Could plentiful and inexpensive potassium replace lithium in a future generation of batteries? Researchers from Rensselaer Polytechnic Institute have proposed a design for a potassium battery that prevents performance- and durability-destroying metal dendrites from forming.
Scientists in many fields are working around the clock to improve on and replace lithium-ion battery technology. In this case, the researchers are seeking a specific kind of battery holy grail: a metal battery that keeps the recharge-ability and longer life of the lithium compound and graphite anode. In practice, metal batteries can develop the same destructive dendrites that plague some lithium-ion designs.

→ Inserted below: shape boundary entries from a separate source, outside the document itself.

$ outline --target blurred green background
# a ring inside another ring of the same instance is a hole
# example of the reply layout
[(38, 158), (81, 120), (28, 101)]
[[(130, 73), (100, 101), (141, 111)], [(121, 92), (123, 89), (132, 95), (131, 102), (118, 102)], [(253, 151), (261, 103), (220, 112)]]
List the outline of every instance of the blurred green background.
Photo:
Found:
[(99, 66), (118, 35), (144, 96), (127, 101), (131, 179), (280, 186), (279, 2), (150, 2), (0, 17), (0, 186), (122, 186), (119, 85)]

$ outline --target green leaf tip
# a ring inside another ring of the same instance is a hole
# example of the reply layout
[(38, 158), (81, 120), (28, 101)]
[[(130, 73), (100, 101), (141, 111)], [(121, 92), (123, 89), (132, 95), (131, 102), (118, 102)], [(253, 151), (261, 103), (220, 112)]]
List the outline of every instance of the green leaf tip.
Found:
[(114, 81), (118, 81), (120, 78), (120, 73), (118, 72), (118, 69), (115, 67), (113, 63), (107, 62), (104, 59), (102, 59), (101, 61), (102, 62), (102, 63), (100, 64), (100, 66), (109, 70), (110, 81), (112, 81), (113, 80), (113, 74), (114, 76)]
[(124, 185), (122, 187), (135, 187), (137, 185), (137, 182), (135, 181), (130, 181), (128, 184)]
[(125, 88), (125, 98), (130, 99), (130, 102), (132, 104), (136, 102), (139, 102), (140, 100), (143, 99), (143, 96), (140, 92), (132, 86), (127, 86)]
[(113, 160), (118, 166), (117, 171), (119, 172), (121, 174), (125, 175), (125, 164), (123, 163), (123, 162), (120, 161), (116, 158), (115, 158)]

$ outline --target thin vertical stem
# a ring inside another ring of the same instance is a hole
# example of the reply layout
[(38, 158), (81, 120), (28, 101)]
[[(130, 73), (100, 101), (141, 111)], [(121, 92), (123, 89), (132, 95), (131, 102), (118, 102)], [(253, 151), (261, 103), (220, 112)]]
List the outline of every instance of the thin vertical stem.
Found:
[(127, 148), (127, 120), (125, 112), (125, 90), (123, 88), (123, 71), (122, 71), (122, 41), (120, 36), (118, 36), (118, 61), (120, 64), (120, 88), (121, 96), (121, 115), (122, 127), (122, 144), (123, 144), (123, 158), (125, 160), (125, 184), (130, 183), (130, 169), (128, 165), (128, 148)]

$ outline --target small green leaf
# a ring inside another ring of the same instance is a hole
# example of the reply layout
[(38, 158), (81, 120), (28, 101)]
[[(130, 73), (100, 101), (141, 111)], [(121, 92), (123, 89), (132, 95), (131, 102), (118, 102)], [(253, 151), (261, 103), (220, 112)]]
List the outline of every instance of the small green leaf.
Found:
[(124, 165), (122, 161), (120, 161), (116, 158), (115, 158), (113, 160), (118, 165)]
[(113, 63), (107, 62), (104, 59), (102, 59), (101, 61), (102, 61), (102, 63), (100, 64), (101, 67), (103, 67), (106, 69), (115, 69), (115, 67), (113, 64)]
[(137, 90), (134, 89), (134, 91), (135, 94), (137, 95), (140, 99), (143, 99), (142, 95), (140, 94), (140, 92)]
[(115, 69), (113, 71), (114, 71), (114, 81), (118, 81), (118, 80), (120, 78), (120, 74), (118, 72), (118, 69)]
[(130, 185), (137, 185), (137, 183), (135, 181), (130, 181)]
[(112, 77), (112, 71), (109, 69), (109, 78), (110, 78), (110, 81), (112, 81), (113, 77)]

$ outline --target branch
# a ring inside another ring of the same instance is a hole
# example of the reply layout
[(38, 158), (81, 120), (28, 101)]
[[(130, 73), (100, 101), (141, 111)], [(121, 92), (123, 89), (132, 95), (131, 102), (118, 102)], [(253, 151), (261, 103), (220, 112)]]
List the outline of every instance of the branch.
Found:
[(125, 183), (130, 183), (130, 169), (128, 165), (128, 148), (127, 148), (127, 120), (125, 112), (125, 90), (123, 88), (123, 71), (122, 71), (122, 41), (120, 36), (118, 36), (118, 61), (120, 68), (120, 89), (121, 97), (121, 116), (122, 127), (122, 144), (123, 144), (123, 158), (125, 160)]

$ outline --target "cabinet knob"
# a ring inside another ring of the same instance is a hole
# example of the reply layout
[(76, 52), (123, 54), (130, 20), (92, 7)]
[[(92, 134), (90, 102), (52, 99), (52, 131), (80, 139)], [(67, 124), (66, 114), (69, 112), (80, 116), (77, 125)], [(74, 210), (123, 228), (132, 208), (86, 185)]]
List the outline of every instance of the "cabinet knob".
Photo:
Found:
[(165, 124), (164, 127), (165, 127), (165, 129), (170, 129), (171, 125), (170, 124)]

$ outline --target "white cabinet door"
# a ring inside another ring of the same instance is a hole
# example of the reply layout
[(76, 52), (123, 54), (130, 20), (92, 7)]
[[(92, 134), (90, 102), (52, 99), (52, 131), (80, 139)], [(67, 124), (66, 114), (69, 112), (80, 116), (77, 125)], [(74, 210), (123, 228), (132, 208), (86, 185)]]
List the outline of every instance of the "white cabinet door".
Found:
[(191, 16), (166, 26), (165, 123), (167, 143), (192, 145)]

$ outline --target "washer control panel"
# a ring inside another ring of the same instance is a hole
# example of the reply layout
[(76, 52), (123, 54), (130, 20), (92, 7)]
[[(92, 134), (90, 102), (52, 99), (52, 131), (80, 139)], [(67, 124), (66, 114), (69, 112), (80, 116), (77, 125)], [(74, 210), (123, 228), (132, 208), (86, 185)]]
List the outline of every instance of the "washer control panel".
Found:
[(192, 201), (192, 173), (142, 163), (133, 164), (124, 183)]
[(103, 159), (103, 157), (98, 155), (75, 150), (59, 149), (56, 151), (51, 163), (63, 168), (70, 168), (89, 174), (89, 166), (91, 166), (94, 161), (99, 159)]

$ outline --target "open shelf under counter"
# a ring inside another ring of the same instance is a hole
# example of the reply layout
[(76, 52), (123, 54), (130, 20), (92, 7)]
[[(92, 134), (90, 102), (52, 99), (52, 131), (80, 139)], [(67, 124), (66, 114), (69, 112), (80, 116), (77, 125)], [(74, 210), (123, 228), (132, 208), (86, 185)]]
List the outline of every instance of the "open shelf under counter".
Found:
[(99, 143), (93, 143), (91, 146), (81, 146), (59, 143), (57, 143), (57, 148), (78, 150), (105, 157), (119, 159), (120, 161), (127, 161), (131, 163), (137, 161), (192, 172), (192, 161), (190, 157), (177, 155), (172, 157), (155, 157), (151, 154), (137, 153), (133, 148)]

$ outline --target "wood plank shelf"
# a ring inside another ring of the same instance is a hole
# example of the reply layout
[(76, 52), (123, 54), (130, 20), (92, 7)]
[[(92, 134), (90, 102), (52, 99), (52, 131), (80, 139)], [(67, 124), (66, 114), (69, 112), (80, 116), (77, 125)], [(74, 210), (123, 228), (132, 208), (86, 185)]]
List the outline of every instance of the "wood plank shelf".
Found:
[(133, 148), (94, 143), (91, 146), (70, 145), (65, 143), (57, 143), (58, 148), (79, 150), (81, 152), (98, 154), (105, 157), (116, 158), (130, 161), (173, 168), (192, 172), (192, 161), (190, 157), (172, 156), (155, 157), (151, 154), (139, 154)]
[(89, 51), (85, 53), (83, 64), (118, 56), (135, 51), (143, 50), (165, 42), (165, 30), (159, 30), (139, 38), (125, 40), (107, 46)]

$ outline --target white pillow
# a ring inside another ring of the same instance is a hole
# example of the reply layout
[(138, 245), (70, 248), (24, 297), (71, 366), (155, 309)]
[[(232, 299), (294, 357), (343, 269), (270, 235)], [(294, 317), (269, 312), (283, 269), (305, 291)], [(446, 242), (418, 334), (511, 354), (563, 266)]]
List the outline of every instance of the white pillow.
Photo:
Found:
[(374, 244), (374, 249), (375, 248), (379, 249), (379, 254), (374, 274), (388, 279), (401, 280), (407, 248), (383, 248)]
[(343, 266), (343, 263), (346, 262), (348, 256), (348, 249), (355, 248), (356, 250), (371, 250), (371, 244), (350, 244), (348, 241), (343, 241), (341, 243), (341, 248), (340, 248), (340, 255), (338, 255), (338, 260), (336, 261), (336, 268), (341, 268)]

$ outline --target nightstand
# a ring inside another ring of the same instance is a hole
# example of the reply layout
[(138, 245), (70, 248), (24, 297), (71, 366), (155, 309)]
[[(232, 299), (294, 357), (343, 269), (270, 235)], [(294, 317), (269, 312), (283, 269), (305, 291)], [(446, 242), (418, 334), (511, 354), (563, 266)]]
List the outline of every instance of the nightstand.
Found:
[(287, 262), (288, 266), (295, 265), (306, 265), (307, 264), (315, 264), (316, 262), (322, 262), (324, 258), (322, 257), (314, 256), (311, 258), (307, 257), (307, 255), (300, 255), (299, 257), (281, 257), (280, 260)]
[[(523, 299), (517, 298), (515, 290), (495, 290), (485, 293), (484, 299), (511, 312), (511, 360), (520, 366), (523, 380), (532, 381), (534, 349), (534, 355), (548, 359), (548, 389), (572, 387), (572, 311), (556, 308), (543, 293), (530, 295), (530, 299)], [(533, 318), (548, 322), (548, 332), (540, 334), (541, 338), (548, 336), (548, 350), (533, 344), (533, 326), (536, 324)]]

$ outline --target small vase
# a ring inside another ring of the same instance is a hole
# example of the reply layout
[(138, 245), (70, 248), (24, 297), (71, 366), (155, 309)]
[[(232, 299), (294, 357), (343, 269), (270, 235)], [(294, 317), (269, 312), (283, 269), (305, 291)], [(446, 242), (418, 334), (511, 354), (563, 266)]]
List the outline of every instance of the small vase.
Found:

In addition, simply swapping lithium for potassium doesn’t work; the resulting battery isn’t nearly as good, and for a lithium-ion killer to compete, it will need to be at least nearly as good. As they iterated combinations of materials, these researchers realized they could get high performance by replacing the anode and cathode with potassium. Furthermore, that solution addressed the dendrite problem.
“We demonstrate that the K-metal anode can be coupled with a potassium cobalt oxide cathode to achieve dendrite healing in a practical full-cell device,” the scientists write.
How does dendrite healing work? Well, the potassium content of the battery ends up working in its favor for this job. Typically, dendrites grow and have sharp ends that pierce vital and volatile battery parts, causing chemical leaks or fire risk. Lithium atoms have low surface mobility, meaning the ones that coalesce to form dendrites end up piling into each other, like the drips that form huge icicles on the corner of a house’s roof.
Potassium has higher surface mobility, meaning the atoms accumulate, but then spread themselves out. While the researchers compare it to a pile of snow that’s reduced by the it’s really like any kind of erosion, or the way sand pours into a broad circle that continues to spread. Duller, shallower dendrites don’t pierce the battery and cause fires.
This mechanism is enabled partly by the heat of the battery itself, which makes the potassium battery design kind of a self-healing closed system. The researchers say the heat is just enough that it keeps the surface atoms very mobilized and ready to redistribute, never enough that it will damage the battery or fully melt the potassium.
This isn’t this team’s first exploration of self-healing batteries, nor was that the only research on self-healing technologies in lithium-ion batteries. Many of the fatal flaws in lithium are related to the same dendrite problem. A potassium battery that replaces lithium with something cheaper and more plentiful and is able to heal itself from dendrites is a stable and powerful dream come true.